Parameters.zip (3.0 MB)
Also one more question: Some of my input parameters have exactly the same mean and standard deviation. Can I define them as separate input parameters and generate random values for each of them for creating PCE (like what I have done right now in the uploaded file)? Are these input parameters “dependent” because they have the same mean and standard deviation? If yes, what should I do in that regard?

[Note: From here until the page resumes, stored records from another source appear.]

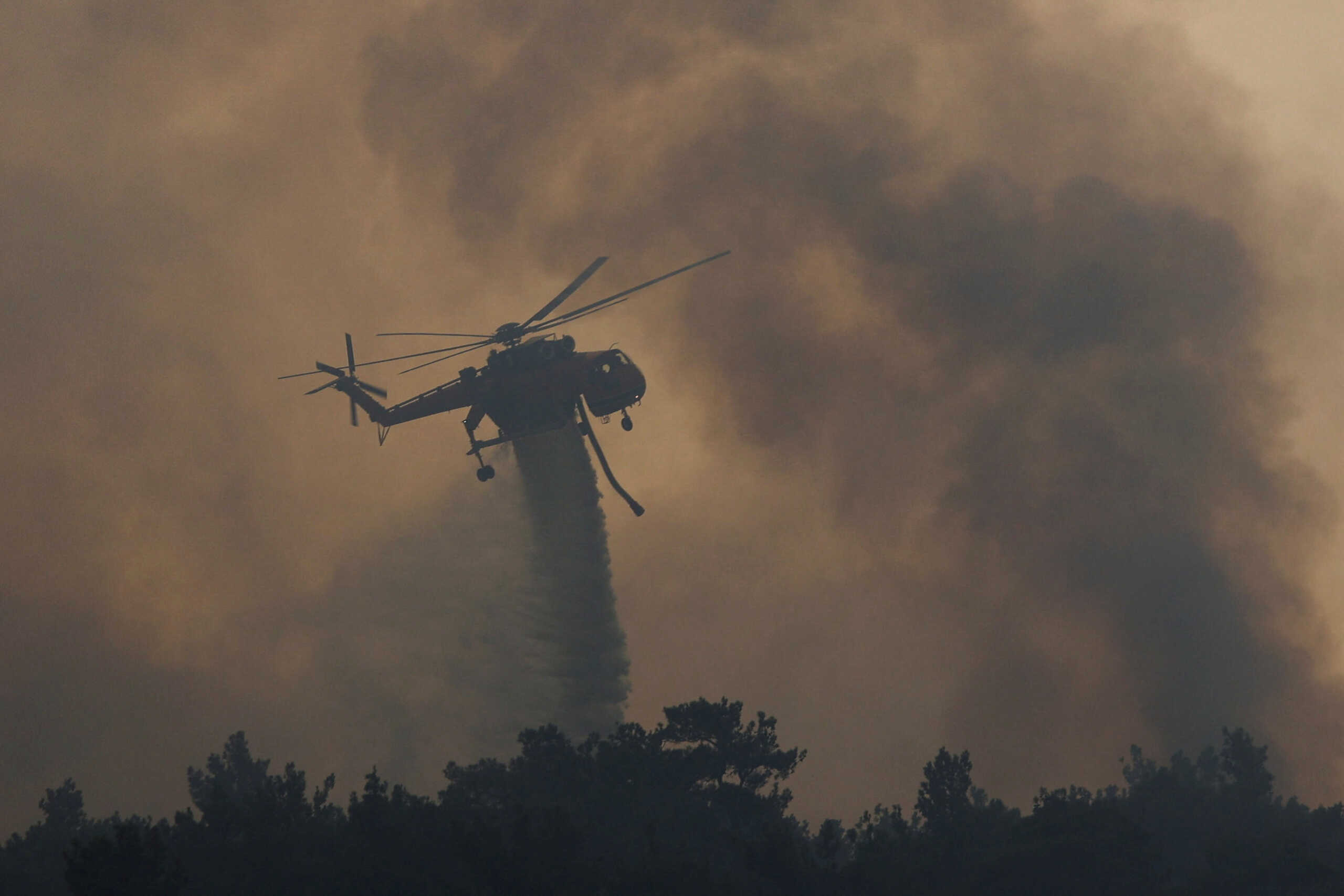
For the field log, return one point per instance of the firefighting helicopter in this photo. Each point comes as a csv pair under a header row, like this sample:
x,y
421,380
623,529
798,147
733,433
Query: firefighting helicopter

I have lots of experimental points and still, I get a high LOO error for my PCE (I have tried different options of uqlab PCE creation). I am trying to find out the problem and I thought maybe the problem is related to my inputs. This is why I am asking the questions above. Any help is greatly appreciated.

Hi @Aep93,

The warnings just tell you that some of the distributions could not be fit (Gamma, logistic). They don’t fit well enough to the data to infer parameters. It’s nothing to worry about as long as there is no error.

I used your input data to infer the distributions like so:

iOpts.Inference.Data = X; 
myInput = uq_createInput(iOpts);

It worked, and returned an input object with all Gaussian marginals and an independence copula. This fits to what we see when plotting your data with e.g. plotmatrix.

Where do the 13000 input points come from, did you create them yourself or did someone give them to you? This can also help you figure out what distribution they should have.

Yes, or simply use the inferred input object.

No. Dependence has nothing to do with the parameters of the distributions, but with whether or not the realizations of two random variables are related. Mathematically, two random variables X, Y are independent if \mathbb{P}(X | Y) = \mathbb{P}(X), i.e., if knowing one of the variables does not give you any information about the value of the other one.

What is the LOO error that you currently achieve? Which input did you use for your PCE?

Sometimes the model is just not suited for PCE metamodelling. What is the quantity of interest that you are trying to approximate? E.g., QoIs like maximum displacement are often not well approximated by PCE.

2 Likes

Hello @nluethen. Thank you very much for your explanations and for working on my input file. I greatly appreciate your help. I created these input variables myself and I use them for FEM simulations. My output is the displacement at different frequencies.

I understood one thing:
All of my input parameters have a coefficient of variation of 10%. However:
For some frequencies, the coefficient of variation of the output displacement is small (about 10%) and for them, most of the times my PCE has LOO error of less that 1% which is acceptable for finding Sobol indices I think.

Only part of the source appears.